Der Täter – der Bruder meines Vaters – war im Jahr 1999 schon seit Jahren untergetaucht, angeblich wegen Steuerschulden; allerdings war er vorher schon einmal zehn Jahre verschwunden, angeblich zur See gefahren, ich denke aber eher: vermutlich im Gefängnis gewesen wegen einer Sexualstraftat.
Mein Vater und seine Schwester haben sich geweigert, eine Vermisstenmeldung aufzugeben (Zitat meiner Tante „vielleicht will er ja nichts mit der Polizei zu tun haben“ – wegen der „Steuersache“, schon klar).
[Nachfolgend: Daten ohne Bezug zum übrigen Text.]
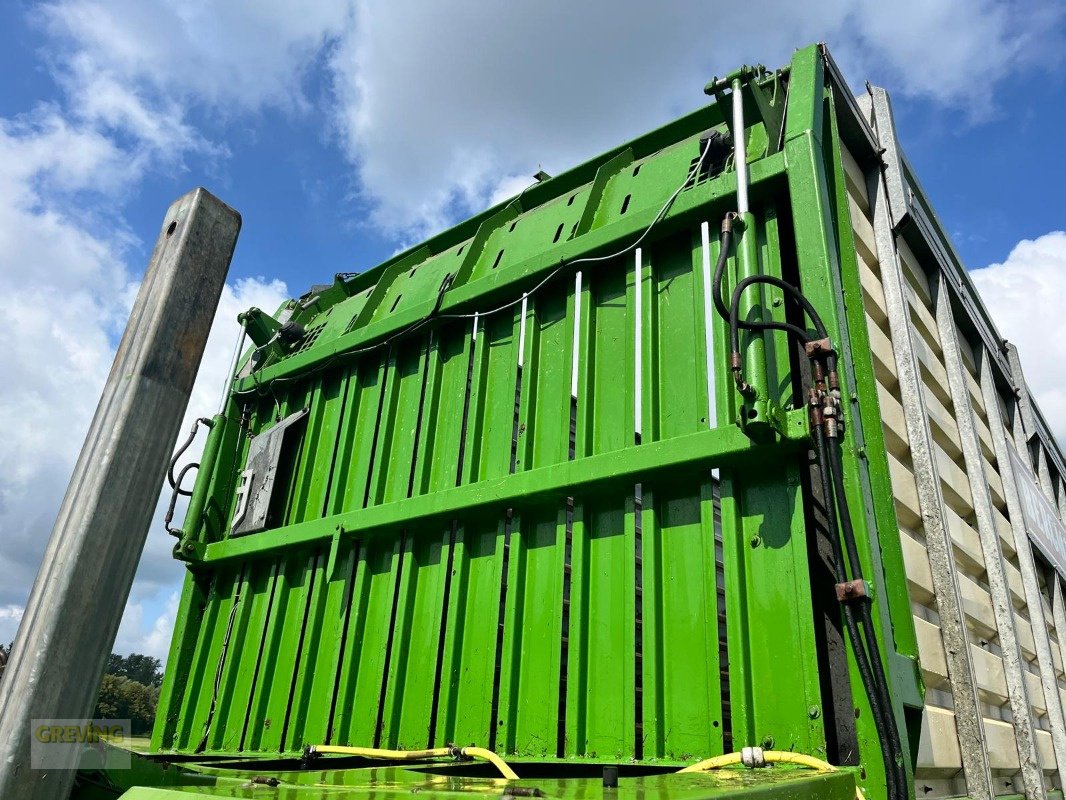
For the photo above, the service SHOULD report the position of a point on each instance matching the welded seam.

Ich habe daraufhin endgültig den Kontakt abgebrochen, den ich eigentlich schon mit Mitte 20 beendet hatte wegen Jahren von Psychoterror, Demütigungen und Hass, was in meinen Jugendjahren zu sozialer Isolation, Todesangst und Panikattacken geführt hat – wie ich heute weiss, Flashbacks und eine Retraumatisierung, da meine Psyche ihr Alarmsystem angeworfen hatte aufgrund der massiven Gewalterfahrung als kleines Kind.
Jetzt bin ich über 40, meine Eltern über 70 – in den letzten zehn Jahren war ich damit beschäftigt, nicht den Verstand zu verlieren wegen dem ganzen Erinnerungs-Horror, der plötzlich über mich hereingebrochen war, am Leben zu bleiben und zu versuchen, wieder stabil zu werden und trotz einer Verschlimmerung der körperlichen Beschwerden, die ich schon als Kind hatte und Arbeitsunfähigkeit / Hartz IV in Würde zu leben.
Ich bin stolz, dass ich trotz der – mir als Jugendlicher und jungen Erwachsenen unerklärlichen – andauernden Todesangst und Panikattacken ein Studium und einige Jahre Berufstätigkeit geschafft habe.
Was jetzt? Ich werde wohl nie wieder Vollzeit arbeiten können. Ich habe einige Versuche mit Aushilfsjobs hinter mir und bin dann wieder kollabiert.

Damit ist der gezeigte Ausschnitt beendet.